Nurse Mattie McBatty (Jimmy Chisholm) is one of those twinkly, mischievous dames who can come over all perjink before delivering a frisky-risque punchline – usually heading in the direction of Mark Cox’s Duke of Argyle, her intended hot squeeze. Chisholm and Cox are already sparking brilliantly off each other, getting plenty of comic juice out of Alan McHugh’s script. As the run progresses, they’ll doubtless get up to more (unscripted) funny business simply because they understand how to riff on the ambiguities of their romance.
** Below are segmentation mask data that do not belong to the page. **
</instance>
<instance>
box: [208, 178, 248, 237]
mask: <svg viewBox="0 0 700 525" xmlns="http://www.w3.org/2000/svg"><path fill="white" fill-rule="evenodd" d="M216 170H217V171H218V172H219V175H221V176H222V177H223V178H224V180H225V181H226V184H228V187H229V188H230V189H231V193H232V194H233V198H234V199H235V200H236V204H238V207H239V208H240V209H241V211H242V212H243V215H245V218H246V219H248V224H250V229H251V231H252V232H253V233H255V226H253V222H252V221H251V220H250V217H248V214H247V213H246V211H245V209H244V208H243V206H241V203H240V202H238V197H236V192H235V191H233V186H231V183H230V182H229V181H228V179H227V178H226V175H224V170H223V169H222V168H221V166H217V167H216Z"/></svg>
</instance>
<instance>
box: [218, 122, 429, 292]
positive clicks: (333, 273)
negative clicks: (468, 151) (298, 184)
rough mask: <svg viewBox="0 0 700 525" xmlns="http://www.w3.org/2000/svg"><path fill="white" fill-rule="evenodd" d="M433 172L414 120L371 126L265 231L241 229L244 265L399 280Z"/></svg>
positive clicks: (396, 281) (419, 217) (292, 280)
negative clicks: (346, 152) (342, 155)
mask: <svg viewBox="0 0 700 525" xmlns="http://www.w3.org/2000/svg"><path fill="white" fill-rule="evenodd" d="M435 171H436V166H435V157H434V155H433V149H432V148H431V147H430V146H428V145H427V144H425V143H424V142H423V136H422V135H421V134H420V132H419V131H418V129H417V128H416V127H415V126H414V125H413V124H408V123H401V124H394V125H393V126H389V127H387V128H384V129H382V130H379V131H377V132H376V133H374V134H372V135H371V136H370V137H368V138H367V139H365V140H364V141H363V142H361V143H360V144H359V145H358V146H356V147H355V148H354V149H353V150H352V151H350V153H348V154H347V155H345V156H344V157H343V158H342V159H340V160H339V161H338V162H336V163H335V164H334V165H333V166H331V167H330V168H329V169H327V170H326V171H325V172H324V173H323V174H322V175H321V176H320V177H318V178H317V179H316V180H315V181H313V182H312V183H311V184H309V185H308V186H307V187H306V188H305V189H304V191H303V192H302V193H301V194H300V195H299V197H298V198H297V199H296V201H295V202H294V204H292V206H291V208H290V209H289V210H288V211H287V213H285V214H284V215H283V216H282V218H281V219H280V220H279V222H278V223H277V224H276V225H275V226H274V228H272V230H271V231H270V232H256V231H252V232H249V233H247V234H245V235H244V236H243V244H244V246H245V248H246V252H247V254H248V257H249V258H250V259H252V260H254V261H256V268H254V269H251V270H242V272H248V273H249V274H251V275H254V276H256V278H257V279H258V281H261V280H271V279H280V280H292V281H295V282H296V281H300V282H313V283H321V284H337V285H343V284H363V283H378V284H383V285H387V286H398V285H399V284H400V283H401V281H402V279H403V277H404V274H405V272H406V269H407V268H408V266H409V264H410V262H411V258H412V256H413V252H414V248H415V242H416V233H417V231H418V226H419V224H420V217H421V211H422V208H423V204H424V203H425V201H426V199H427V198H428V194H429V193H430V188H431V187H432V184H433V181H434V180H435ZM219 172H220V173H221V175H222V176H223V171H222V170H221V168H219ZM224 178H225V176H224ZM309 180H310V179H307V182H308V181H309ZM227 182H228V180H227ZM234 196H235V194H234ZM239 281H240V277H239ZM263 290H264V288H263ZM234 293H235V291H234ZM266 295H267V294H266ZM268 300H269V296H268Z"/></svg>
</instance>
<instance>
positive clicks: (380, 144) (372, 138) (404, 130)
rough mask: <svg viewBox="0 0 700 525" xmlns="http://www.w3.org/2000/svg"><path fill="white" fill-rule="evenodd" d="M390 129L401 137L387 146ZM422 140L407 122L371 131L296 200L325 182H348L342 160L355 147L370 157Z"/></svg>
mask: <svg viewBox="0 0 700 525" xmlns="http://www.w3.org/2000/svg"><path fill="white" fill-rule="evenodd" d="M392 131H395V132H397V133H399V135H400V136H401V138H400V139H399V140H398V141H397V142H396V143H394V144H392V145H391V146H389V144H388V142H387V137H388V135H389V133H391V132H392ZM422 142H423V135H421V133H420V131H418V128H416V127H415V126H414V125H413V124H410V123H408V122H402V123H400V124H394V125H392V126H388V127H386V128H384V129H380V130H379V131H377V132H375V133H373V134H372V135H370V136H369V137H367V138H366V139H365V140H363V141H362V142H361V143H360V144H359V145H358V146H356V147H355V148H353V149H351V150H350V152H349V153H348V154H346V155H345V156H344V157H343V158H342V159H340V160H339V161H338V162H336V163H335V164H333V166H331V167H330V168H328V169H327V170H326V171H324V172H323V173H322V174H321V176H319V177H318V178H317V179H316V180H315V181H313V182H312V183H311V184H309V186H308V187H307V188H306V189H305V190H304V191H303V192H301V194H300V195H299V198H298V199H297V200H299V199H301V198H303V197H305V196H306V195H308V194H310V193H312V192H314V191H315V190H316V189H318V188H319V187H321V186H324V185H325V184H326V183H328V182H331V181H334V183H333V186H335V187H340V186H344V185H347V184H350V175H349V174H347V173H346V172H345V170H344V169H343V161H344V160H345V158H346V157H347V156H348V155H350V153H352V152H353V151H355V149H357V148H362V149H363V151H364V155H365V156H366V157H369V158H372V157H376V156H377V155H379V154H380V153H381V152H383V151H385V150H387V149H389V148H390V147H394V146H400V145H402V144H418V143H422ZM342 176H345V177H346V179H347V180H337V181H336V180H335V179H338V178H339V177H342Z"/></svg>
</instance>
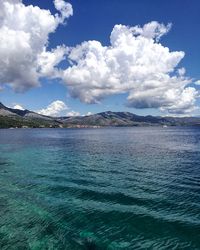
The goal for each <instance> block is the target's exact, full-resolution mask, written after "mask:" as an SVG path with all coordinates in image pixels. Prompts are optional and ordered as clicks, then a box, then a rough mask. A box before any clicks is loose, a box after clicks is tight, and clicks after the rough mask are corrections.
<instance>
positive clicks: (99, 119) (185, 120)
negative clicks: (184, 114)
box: [0, 103, 200, 128]
mask: <svg viewBox="0 0 200 250" xmlns="http://www.w3.org/2000/svg"><path fill="white" fill-rule="evenodd" d="M165 125H167V126H200V117H168V116H165V117H162V116H151V115H148V116H139V115H135V114H132V113H130V112H111V111H107V112H102V113H98V114H93V115H88V116H76V117H50V116H45V115H41V114H38V113H36V112H33V111H30V110H19V109H13V108H8V107H6V106H5V105H3V104H2V103H0V128H16V127H17V128H22V127H23V128H27V127H30V128H46V127H48V128H49V127H50V128H56V127H64V128H65V127H66V128H70V127H75V128H82V127H94V128H95V127H108V126H115V127H117V126H165Z"/></svg>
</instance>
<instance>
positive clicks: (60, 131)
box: [0, 127, 200, 250]
mask: <svg viewBox="0 0 200 250" xmlns="http://www.w3.org/2000/svg"><path fill="white" fill-rule="evenodd" d="M0 249H1V250H5V249H9V250H10V249H20V250H21V249H34V250H35V249H38V250H39V249H52V250H54V249H72V250H76V249H200V129H199V128H178V127H172V128H169V127H168V128H162V127H159V128H151V127H150V128H108V129H15V130H0Z"/></svg>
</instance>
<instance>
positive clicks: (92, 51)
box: [0, 0, 200, 116]
mask: <svg viewBox="0 0 200 250" xmlns="http://www.w3.org/2000/svg"><path fill="white" fill-rule="evenodd" d="M199 11H200V1H198V0H169V1H160V0H152V1H149V0H110V1H107V0H95V1H94V0H84V1H83V0H71V1H68V2H66V1H63V0H45V1H41V0H23V1H21V0H1V2H0V37H1V39H0V101H1V102H2V103H4V104H5V105H7V106H9V107H15V108H23V109H29V110H33V111H37V112H39V113H41V114H46V115H53V116H54V115H55V116H57V115H70V116H73V115H86V114H91V113H98V112H102V111H107V110H111V111H128V112H132V113H136V114H139V115H149V114H151V115H199V113H200V111H199V106H200V100H199V90H200V80H199V79H200V66H199V58H200V32H199V23H200V15H199Z"/></svg>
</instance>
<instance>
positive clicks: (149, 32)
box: [62, 22, 198, 113]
Add in the daft and hapless jester, Muddles (Lee Samuel) and you’re laughing, oh yes you are! Snow White (Stephanie Falls) and Prince Calum (Blair Robertson) are a well-matched pair of love birds: he has a bit of swagger, she’s sweet but not saccharin and they sing well together, too. No wonder Queen Sadista is envious, prone to towering rages that Jane McCarry vents with powerful, snarly menace. Luckily Snow White’s little guardians are on hand. Heigh ho! the Strudel team of local children get to work - in masks and with voiced-over dialogue – as the seven dwarves, fitting their actions deftly to the pre-recorded words. There is one special effect, a projected magic mirror – if you asked, it would say this panto is one of the fairest around.